Using Survey Best Practices to Support a new Product Launch

by
Philip Cleave
on
October 17, 2019

When you are looking to launch a new product to market, it’s essential to be able to approximate the potential sales opportunity available to you and determine the size of market you can penetrate. If you can do this, it will help shape and scale the approach you take for your launch strategy and increase the chances of your product being successfully embraced by the market.

Surveys can help determine the true market size for a new product launch

While at first glance the potential addressable market for your product offering might seem to include a large volume of people, it’s important to realise that most of these individuals will not immediately adopt or accept your offering.

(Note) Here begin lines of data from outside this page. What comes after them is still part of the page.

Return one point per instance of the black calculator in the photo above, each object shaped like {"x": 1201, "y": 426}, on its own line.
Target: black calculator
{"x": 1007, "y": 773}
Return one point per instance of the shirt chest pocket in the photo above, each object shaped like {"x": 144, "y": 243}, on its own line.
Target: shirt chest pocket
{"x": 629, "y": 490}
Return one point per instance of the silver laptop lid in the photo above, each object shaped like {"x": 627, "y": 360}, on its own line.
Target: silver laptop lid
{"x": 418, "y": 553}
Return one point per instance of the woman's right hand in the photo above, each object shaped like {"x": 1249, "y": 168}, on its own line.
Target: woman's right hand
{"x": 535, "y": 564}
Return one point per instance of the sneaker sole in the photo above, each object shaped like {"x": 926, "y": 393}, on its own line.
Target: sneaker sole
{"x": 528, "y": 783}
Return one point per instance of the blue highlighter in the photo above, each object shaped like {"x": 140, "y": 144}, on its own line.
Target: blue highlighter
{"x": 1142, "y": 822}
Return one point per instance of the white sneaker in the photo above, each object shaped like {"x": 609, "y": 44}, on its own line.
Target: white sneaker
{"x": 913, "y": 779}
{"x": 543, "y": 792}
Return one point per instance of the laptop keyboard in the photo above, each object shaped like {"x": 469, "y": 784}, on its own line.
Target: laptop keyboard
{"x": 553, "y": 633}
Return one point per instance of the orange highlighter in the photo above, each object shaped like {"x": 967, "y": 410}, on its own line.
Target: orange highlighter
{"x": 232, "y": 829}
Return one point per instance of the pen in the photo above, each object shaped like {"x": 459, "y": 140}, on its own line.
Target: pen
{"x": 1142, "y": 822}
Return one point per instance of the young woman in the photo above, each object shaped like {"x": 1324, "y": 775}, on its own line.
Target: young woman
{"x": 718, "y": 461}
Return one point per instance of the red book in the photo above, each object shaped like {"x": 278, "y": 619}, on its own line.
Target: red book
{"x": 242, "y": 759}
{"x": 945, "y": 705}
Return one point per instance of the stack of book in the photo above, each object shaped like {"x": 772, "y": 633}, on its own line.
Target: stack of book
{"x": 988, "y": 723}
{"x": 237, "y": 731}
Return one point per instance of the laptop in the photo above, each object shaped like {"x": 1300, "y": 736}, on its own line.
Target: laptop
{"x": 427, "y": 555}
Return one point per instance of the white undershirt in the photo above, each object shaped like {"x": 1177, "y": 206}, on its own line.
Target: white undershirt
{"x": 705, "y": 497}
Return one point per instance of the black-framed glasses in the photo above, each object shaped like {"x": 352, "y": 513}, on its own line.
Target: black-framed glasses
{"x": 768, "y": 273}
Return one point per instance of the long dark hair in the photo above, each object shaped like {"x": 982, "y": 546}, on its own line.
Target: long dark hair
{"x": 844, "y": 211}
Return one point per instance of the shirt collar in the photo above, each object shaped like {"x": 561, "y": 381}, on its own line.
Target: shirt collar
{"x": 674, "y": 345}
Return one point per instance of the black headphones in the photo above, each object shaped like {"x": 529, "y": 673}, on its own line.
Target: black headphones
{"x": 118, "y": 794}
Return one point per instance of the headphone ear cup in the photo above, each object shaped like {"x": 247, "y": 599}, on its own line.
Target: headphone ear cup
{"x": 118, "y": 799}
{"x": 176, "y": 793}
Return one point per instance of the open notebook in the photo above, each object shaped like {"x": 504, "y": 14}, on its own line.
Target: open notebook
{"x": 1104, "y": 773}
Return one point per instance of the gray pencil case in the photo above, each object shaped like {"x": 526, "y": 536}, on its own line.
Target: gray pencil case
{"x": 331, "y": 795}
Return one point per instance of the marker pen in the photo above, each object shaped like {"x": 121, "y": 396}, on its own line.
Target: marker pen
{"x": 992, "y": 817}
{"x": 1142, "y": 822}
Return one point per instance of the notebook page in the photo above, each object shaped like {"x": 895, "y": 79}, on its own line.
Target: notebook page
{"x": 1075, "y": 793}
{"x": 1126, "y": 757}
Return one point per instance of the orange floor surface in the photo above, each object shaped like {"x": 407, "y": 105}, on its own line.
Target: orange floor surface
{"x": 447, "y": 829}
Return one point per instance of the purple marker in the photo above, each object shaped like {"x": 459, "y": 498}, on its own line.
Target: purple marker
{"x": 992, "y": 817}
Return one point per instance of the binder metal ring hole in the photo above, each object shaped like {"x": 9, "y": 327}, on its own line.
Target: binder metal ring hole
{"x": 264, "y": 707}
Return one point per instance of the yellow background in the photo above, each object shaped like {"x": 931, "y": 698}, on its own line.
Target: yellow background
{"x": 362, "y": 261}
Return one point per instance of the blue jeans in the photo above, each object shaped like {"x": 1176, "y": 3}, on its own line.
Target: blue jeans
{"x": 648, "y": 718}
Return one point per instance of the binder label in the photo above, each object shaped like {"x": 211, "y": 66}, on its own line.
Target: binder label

Determine market size for a new product launch with online surveys

Therefore, if you are to estimate the true market size for your product launch, it’s imperative to identify who within your potential addressable market will actually use your product based on a problem or need that it’s able to solve for them.

Online surveys are an invaluable and efficient research tool in enabling you to achieve this, by asking questions that help determine who, how and why people in your target market might want to use your product. Consequently, this will enable you to forecast the likely impact of your new product in the market place.

Best practices to follow when determining the market size for your new product launch

While there are numerous methods you can use to determine your market size, online surveys offer the most cost-effective, convenient and direct route, by simply asking people if they are interested in your product offering.

However, there are three best practices you should always keep in mind if you’re to ensure the greatest degree of accuracy in determining your market size.

Best practices for determining the market size for your new product launch unsing online surveys

1) Quantitative data is easier to measure than qualitative data:

While qualitative data can be useful when you are trying to get a valuable insight into what people are feeling, it’s less effective when you need hard facts, such as in trying to determine a market size.

For this you’re better off using quantitative questions, which are more likely to result in data that is simpler to convert into objective, numbers-based analysis that you can more easily measure.

For example, when investigating and examining the potential market size for a new product, you will want to find out more about peoples’ preferences and behaviours. In this scenario, you may use similar questions to those below to find out more about the potential buying patterns of your target audience:

  • Do you ever purchase _______?
  • If yes, how often do you purchase _______?
  • What is your typical budget for _______?
  • Where do you go when you are looking for _______?

To help provide further analysis of your target audiences’ behaviours, preferences and emotions you may like to mix these up with Likert Scale questions. These rating style questions typically offer respondents 5 answer options ranging from Strongly Agree to Strongly Disagree, which will give you another way of measuring what your target audience is thinking.

2) Carefully review all your questions prior to distributing your survey:

Before conducting any survey and even more so for one whose responses you will use as the basis for determining a market for a new product, it’s prudent to review all your questions. Firstly, you’ll want to ensure your overall survey is not too long, so your respondents don’t fall victim to survey fatigue. And secondly, you’ll need your questions to be worded and structured in a way that best supports the answers you are looking to get back.

For example, surveys that are created for the purpose of collecting data to help inform market size estimation are the most effective when they include demographic and population segmentation questions. This will enable you to get a clearer picture of your respondents’ gender, age, income, level of education, residency location and other key factors that are pivotal in determining your true target market size.

All these factors can have a major bearing on purchasing decisions, so you’ll need to be as clear as you can when presenting demographic and segmentation questions to your respondents.

3) Avoid leading questions:

Again, this is important for any survey, particularly when you are trying to estimate market size from your survey insights.

Leading questions are by their very nature, questions that will persuade respondents to answer in one way or another.

For example, “Would you purchase a home if it meant you could live forever?”

Since most people will be interested in living in a home that they own, and most people fear death, this question would be biased with more respondents likely to answer “yes”.

More tools to help determine and validate the market for your new product launch

Depending on the online survey provider you are working with, there are more tools which can help you to identify the right target audience and demographics for your product.

One of the most effective is Consumer Panels, which allows you to buy responses to your survey’s questions from a Live Consumer Audience, drawn globally from a range of panel owners that includes publishers, media outlets and market research agencies. As the service is extremely fast, often generating responses inside an hour, it can provide an invaluable way to quickly determine and validate if there is a sizeable and profitable enough market for your new product. For more information about how to buy responses and how this can help you with your market research, why not take a look at our Consumer Panels page.

We’ve already touched on the importance of accuracy when you are trying to determine your target market. So, another tool that can help you in this process is the sample size calculator. This can help you to calculate how many responses you would need to validate your assumptions, based on the population size of your target market. To find out more about how this works and try out some test calculations for yourself, you might like to try our Sample Size Calculator.

Creating the conditions for a smooth and successful new product launch

Launching a new product to market is a major undertaking for any business, that will always carry some level of risk. However, with the use of a survey, the right best practices to support this and a review of some of the other survey tools available, you will be much clearer about the size of market and audience you need to reach, and in a better position to deliver a successful product launch.